It’s been quite some time since I wrote about changing passwords on a Windows service, and then provided a simple tool written in Visual Basic to propagate a password among several systems sharing the same account.
I hinted at the time that this was a relatively naïve approach, and that the requirement to bring all the services down at the same time is perhaps not what you want to do.
So now it’s finally time for me to provide a couple of notes about how this operation could be done better.
1. If you can’t afford an outage, don’t have a single point of failure
One complaint I have heard at numerous organisations is this one, or words to this effect:
“We can’t afford to cycle the service on a password rotation once every quarter, because the service has to be up twenty-four hours a day, every day.”

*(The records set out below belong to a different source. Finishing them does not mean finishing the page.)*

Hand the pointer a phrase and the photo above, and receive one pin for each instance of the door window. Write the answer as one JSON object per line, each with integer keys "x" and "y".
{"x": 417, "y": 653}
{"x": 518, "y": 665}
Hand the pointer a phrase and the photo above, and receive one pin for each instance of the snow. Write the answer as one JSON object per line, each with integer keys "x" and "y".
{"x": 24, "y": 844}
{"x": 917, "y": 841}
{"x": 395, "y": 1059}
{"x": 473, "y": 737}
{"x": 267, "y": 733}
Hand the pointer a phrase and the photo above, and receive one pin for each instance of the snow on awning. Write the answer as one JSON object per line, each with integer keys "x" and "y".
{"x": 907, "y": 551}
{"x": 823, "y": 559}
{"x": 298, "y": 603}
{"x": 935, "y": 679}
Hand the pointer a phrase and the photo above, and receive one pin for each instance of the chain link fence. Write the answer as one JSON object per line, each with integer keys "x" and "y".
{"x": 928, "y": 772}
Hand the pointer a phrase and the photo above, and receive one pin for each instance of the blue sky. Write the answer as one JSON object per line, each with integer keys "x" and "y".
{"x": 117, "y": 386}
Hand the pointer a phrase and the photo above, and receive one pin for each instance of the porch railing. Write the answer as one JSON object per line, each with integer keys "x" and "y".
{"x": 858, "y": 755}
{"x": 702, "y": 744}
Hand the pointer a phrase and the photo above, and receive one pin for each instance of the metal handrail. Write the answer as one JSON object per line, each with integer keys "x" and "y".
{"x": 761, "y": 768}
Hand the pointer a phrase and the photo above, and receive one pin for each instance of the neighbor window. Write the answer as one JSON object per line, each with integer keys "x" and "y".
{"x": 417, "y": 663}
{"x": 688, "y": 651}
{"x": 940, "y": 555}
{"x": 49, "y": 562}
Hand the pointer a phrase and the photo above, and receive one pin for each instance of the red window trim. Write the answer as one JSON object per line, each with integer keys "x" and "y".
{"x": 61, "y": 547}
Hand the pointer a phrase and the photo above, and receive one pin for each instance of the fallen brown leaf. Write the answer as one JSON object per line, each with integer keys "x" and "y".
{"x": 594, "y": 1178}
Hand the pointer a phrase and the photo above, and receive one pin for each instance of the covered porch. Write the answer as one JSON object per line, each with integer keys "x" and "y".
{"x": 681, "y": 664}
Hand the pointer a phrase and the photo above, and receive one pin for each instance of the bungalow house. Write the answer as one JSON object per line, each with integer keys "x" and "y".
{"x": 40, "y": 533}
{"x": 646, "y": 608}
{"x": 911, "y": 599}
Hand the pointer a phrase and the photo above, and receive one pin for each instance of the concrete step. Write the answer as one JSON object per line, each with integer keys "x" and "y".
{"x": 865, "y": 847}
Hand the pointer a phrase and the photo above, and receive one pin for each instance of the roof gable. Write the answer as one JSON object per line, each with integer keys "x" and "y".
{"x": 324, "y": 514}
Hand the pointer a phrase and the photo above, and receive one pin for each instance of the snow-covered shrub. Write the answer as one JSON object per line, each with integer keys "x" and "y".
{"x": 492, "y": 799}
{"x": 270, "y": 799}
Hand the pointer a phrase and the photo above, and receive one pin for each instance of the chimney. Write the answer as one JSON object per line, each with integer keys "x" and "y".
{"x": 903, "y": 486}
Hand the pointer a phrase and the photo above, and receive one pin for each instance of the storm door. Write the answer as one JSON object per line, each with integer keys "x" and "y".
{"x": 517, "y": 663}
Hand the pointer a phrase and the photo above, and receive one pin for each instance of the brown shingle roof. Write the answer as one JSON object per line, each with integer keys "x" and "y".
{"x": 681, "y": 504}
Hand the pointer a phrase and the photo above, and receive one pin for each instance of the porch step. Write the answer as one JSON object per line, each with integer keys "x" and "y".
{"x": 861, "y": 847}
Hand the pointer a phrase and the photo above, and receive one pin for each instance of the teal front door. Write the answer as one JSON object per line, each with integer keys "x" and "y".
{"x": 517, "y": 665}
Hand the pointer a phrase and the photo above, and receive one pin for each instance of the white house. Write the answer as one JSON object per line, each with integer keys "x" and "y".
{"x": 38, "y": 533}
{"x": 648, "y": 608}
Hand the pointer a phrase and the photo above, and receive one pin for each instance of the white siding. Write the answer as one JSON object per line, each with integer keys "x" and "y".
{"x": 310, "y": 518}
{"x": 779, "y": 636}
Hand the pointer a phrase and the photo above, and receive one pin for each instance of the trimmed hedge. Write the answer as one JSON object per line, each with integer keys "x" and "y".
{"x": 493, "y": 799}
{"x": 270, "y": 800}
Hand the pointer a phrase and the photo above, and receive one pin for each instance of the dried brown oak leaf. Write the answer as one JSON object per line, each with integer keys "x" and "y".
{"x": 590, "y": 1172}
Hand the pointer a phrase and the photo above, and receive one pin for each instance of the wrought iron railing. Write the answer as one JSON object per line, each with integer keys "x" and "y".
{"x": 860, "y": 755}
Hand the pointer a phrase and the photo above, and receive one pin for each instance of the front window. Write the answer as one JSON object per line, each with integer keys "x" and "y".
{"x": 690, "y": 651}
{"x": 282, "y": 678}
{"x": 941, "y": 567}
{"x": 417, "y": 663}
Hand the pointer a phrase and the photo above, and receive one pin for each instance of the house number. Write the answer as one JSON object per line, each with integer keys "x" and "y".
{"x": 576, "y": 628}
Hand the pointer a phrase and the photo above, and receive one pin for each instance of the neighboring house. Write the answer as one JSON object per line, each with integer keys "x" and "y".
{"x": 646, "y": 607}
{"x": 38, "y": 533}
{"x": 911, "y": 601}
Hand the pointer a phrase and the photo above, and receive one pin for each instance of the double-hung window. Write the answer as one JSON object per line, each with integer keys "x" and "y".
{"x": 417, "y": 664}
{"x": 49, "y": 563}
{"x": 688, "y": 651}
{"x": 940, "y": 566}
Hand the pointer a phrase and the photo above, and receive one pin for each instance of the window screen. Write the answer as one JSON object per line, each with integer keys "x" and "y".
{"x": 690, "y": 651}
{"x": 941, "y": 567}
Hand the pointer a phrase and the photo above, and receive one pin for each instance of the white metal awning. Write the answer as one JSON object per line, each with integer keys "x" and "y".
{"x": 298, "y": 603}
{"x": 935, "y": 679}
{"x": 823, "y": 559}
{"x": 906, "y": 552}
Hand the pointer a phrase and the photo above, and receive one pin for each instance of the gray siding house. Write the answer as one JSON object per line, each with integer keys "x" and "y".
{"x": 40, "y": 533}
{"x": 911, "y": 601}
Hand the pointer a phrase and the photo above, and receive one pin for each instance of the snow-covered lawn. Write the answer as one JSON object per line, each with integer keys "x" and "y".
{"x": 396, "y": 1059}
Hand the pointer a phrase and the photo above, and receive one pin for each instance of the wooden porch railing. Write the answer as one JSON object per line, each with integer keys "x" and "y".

That’s the sort of thing that makes novice service owners feel really important, because their service is, of course, the most valuable thing in their world, and sure enough, they may lose a little in the way of business while the service is down.
So how do you update the service when the software or OS needs patching? How do you fix bugs in your service? What happens when you have to take it down because the password has escaped your grasp? [See my previous post on rotating passwords as a kind of “Business Continuity Drill”, so that you know you can rotate the password in an emergency]
All of these activities require stopping and cycling the service.
Modern computer engineering practices have taken this into consideration, and the simplest solution is to have a ‘failover’ service – when the primary instance of the service is taken offline, the secondary instance starts up and takes over providing service. Then when the primary comes back online, the secondary can go back into slumber.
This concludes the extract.